L'EntrepriseExcellent article ce mois-ci de Philippe Bloch (fondateur de Columbus Café) dans L’Entreprise. Il y parle d’entrepreneuriat et de récession. Pour en parler, il reprend un adage célèbre à Broadway pour les acteurs qui veut que les acteurs ayant réussi à New York, peuvent réussir partout. Il en va de même pour l’entrepreneuriat : réussissez pendant une période de récession et vous réussirez n’importe quand.

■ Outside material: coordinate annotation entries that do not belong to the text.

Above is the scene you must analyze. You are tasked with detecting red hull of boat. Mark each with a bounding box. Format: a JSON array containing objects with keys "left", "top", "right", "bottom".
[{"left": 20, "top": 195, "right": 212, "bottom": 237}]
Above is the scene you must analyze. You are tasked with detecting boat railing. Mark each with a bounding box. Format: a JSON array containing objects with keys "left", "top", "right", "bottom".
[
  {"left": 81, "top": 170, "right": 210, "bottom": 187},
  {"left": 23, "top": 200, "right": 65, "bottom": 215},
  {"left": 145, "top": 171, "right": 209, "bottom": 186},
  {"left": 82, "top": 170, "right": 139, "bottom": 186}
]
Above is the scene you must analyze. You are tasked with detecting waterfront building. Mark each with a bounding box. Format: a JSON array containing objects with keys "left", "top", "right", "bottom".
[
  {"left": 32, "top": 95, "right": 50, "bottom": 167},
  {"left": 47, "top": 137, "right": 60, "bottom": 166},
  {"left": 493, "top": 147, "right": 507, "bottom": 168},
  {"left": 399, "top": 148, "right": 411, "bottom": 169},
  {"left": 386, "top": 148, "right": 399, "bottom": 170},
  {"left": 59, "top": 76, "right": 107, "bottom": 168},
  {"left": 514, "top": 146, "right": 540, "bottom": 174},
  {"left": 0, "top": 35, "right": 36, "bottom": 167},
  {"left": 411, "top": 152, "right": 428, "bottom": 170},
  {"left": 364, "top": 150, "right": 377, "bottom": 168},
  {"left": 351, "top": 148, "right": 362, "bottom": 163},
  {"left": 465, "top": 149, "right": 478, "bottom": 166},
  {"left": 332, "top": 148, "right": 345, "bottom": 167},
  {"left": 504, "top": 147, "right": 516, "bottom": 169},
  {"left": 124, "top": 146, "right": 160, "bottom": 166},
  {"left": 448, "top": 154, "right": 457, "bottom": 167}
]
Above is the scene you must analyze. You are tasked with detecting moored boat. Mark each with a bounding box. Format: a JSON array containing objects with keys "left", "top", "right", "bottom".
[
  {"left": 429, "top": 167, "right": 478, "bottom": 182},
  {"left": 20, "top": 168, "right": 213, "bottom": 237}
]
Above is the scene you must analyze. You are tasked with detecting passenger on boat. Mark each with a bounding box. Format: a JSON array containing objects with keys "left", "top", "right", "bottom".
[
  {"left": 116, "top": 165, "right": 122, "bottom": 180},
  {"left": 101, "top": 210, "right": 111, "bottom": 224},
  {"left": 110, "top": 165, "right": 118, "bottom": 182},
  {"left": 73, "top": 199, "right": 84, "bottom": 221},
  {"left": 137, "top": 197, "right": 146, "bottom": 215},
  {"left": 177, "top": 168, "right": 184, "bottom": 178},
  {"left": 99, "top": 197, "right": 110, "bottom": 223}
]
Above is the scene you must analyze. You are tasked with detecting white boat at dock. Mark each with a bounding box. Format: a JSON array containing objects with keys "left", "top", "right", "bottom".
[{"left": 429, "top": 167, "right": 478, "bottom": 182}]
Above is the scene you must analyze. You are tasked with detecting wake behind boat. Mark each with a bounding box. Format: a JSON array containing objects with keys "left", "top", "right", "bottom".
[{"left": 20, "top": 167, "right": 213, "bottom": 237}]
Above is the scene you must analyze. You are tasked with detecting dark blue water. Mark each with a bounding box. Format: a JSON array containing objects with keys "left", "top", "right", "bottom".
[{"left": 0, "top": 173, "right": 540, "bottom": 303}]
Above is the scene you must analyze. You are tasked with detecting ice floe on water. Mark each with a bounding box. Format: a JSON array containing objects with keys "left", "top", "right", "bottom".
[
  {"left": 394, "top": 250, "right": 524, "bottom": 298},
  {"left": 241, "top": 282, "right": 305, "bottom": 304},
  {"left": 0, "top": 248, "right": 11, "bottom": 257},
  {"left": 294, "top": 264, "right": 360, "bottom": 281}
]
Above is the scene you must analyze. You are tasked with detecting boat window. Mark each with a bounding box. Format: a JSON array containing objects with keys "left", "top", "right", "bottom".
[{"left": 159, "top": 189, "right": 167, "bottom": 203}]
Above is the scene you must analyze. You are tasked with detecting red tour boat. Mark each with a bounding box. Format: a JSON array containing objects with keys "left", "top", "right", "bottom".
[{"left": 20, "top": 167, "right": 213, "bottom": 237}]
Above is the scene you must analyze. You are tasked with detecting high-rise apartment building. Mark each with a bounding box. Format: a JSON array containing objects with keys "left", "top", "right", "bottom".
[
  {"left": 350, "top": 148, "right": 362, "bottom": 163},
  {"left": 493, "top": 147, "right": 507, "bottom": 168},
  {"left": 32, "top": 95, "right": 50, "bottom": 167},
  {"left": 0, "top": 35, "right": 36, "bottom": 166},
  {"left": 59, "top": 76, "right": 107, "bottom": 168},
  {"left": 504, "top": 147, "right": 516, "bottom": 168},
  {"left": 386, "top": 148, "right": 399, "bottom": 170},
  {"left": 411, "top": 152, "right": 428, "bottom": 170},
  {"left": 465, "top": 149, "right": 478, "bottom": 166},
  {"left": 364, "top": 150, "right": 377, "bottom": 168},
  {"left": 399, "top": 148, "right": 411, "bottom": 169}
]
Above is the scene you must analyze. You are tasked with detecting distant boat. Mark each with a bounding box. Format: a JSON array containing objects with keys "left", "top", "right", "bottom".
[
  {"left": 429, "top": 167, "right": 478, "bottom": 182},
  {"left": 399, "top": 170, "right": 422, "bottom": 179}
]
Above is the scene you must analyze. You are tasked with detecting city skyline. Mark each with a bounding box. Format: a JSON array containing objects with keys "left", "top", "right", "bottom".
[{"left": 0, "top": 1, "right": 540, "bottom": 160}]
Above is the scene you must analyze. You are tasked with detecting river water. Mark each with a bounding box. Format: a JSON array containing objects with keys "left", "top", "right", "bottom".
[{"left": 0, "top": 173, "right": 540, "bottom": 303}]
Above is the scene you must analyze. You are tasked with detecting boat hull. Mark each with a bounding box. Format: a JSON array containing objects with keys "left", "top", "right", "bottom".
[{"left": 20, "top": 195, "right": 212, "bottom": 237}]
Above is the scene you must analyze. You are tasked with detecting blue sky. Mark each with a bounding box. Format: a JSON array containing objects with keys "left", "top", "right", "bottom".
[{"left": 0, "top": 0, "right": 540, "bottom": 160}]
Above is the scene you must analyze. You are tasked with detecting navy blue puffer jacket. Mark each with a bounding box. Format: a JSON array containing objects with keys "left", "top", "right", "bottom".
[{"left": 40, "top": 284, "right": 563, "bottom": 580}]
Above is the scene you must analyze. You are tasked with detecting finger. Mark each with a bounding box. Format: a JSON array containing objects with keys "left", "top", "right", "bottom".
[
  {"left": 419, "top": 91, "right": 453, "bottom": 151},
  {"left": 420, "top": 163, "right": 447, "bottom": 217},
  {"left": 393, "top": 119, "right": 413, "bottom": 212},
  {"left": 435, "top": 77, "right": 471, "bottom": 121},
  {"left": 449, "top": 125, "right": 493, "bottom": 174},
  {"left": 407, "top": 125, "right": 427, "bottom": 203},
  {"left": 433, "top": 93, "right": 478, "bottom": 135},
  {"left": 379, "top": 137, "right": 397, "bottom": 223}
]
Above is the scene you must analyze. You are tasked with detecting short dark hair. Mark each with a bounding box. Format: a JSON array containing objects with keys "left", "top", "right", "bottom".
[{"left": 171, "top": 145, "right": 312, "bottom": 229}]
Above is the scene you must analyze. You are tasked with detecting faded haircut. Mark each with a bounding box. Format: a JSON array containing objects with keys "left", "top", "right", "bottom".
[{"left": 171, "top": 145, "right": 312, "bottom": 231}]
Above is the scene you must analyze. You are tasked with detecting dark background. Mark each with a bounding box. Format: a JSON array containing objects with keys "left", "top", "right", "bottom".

On ne peut effectivement dire que la période actuelle soit idéale pour entreprendre : prix de l’essence, coûts des matières premières, des soins et de l’énergie… La baisse du pouvoir d’achat est dans tous les discours, toutes les têtes. Conséquence : la consommation baisse. Pas idéal pour l’entrepreneur qui souhaite se lancer.

Cependant, ce n’est pas réellement un problème (au mieux, c’est une excuse) : certes une économie en pleine croissance aide mais elle ne fait le projet, ni les hommes. Et l’importance de la réussite d’un projet passe souvent par le timing du projet par rapport à son marché. A vous de voir si le marché est à maturité pour votre projet. Si c’est le cas, alors votre projet sera couronné de succès.

Rien ne sert d’attendre pour entreprendre ! Au contraire, se lancer dans une économie morose a des avantages :

  • Volonté de faire les choses bien,
  • Focus porté sur le commercial,
  • Attention portée aux dépenses,
  • Optimisation de ses investissements,
  • Concurrence moindre car il y aura toujours ceux qui seront frileux.

Je finis de vous convaincre (je l’espère) avec quelques noms de succès qui se sont lancés en période de récession : IBM, UPS, General Motors, Walt Disney, HP, Toys R Us, Microsoft, Wikipédia… Ça va mieux ?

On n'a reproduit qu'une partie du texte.